On Saturday, January 19th, 2016, I visited Afro-American Historical and Cultural Society Museum in Jersey, Pennsylvania. In the Museum, I observed many galleries for lectures and special exhibits, within the collection of material culture of New Jersey's African Americans along with African artifacts within the museum. Below are two pieces that caught my attention and; therefore, I choose to discuss.
The first exhibit I will discuss was titled the Pullman Porters (a black labor union and all civil movements) also known as “Brother Hood of Sleeping car Porter.” This exhibit was the first African-American labor union organized by African American workers of Pullman Company in August 1925, and it was African Americans first labor organization to receive a charter in the American Federation of Labor (AFL). In this brown color Scroll, lighted candles were placed in a Zigzag pattern wooden candle holder. The left sides’ candles were Green while the other right sides’ were Red in color separated by one black candle shining bright like a diamond. Below quoted words were written in white, “For our ancestors and their indomitable spirit, for our struggle and those who fought on our behalf.” When I saw that scroll, it signified “journey of endurance and hope” the green candles on the left side of the scroll embodied life, energy, and Growth, while the Red Candles represented Strength, determination, and love. The black candle in the center separating the green and red candles embodied power and authority. In general, what I see in this scroll is a civil right movement, in another word “Servitude to civil right” a movement that changed the lives of the present generation and will transform the lives of the future generation of African-American and Americans.

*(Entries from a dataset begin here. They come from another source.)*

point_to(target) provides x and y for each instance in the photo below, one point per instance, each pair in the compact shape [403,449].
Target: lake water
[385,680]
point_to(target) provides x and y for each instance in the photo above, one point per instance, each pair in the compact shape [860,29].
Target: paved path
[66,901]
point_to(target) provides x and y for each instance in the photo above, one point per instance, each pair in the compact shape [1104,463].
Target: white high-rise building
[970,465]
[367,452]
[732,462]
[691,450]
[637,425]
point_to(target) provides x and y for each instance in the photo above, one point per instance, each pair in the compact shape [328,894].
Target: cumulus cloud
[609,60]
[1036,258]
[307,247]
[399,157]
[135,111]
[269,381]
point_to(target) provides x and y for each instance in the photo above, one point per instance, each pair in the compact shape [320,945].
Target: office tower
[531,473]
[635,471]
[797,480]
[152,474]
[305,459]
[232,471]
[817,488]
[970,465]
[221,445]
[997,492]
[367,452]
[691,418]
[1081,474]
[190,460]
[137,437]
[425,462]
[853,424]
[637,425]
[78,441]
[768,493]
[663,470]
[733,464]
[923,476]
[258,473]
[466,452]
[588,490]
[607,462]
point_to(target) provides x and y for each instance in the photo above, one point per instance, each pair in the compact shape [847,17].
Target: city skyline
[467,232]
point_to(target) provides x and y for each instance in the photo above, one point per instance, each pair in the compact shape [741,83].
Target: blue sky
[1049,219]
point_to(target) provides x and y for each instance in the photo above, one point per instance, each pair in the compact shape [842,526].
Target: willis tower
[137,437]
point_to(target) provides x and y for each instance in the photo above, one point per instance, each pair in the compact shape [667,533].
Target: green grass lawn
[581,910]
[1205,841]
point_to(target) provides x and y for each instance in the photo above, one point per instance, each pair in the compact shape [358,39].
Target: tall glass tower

The next work that caught my attention was titled The Underground Railroad, also known as “Liberty Line.” It led slaves to freedom in Northern Free States like Mexico, Canada, etc. Maps of Underground Railroad routes through New Jersey, the maps and documents indicate that Jersey City was the last station for the underground railways routes. The Quest for Freedom in the 19th century encouraged ten thousand and above of fugitive slaves to make a dangerous journey along the Underground Railroad. Slaves from different states arrived here. They all travelled to Delaware River whereby they crossed over to New Jersey to continue their journey to Jersey City and the Northern Free States like Canada etc. New Jersey state eliminated slavery and statute passed in 1846, therefore with this banned in slavery, slaves were hidden in a “SAFE HOUSE” by two leaders of abolitionist movement before continuing with their journeys to Jersey City. In this Map with different escape routes shows the “African burying ground” near the crossroad of Pine Street and John Stone Avenue. Underground Railroad epitomize “liberty network”, various escape routes that led them to civil war and freedom, the Map with multiple escape routes in today’s world reminds me of “REFUGEE CRISIS” the world is facing, seeking heaven on earth is a journey of endurance and hope. Refugees from affected countries are also using “escape route approach” to lead them to freedom and better places.
In conclusion, I believe the Pullman Porters (a black labor union) and The Underground Railroad exhibits relates to each other, and they both illustrates the rise of the civil right movement in the 19th century, these artifact gives the message of a journey of hope and endurance and finally freedom.